Various modifications to the examples described in this disclosure may be readily apparent to persons having ordinary skill in the art, and the generic principles defined herein may be applied to other examples without departing from the spirit or scope of this disclosure. Thus, the claims are not intended to be limited to the examples shown herein, but are to be accorded the widest scope consistent with this disclosure, the principles and the novel features disclosed herein.
Additionally, various features that are described in this specification in the context of separate examples also can be implemented in combination in a single implementation. Conversely, various features that are described in the context of a single implementation also can be implemented in multiple examples separately or in any suitable subcombination. As such, although features may be described above as acting in particular combinations, and even initially claimed as such, one or more features from a claimed combination can in some cases be excised from the combination, and the claimed combination may be directed to a subcombination or variation of a subcombination.

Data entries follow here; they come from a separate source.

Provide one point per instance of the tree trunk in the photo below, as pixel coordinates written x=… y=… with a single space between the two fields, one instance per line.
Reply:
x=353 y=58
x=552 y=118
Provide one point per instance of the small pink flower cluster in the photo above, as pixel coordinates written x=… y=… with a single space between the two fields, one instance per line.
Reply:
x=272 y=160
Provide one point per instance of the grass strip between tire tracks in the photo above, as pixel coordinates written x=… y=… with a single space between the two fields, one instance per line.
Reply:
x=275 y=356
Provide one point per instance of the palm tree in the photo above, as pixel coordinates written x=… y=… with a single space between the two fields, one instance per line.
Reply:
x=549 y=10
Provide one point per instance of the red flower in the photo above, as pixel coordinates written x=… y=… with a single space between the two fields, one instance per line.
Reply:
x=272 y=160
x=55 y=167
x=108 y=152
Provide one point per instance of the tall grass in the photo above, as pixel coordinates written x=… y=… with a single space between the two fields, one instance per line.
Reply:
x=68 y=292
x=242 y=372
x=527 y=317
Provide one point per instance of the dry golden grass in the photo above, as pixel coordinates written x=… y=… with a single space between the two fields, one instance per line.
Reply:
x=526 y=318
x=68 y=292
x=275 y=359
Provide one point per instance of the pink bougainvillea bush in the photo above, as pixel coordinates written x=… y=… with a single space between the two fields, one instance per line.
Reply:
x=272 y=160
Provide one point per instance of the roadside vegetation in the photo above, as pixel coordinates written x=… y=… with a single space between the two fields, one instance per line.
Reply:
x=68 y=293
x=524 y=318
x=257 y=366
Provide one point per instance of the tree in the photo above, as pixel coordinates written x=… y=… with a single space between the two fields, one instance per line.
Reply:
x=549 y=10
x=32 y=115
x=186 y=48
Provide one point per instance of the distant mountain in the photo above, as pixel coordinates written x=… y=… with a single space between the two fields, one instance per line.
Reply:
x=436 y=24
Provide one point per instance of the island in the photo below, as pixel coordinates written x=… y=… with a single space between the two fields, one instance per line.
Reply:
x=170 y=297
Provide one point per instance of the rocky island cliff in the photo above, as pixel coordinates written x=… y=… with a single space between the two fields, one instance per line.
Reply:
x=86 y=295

Similarly, while operations are depicted in the drawings in a particular order, this should not be understood as requiring that such operations be performed in the particular order shown or in sequential order, or that all illustrated operations be performed, to achieve desirable results. Further, the drawings may schematically depict one or more example processes in the form of a flowchart or flow diagram. However, other operations that are not depicted can be incorporated in the example processes that are schematically illustrated. For example, one or more additional operations can be performed before, after, simultaneously, or between any of the illustrated operations. In some circumstances, multitasking and parallel processing may be advantageous. Moreover, the separation of various system components in the examples described above should not be understood as requiring such separation in all examples, and it should be understood that the described program components and systems can generally be integrated together in a single software product or packaged into multiple software products.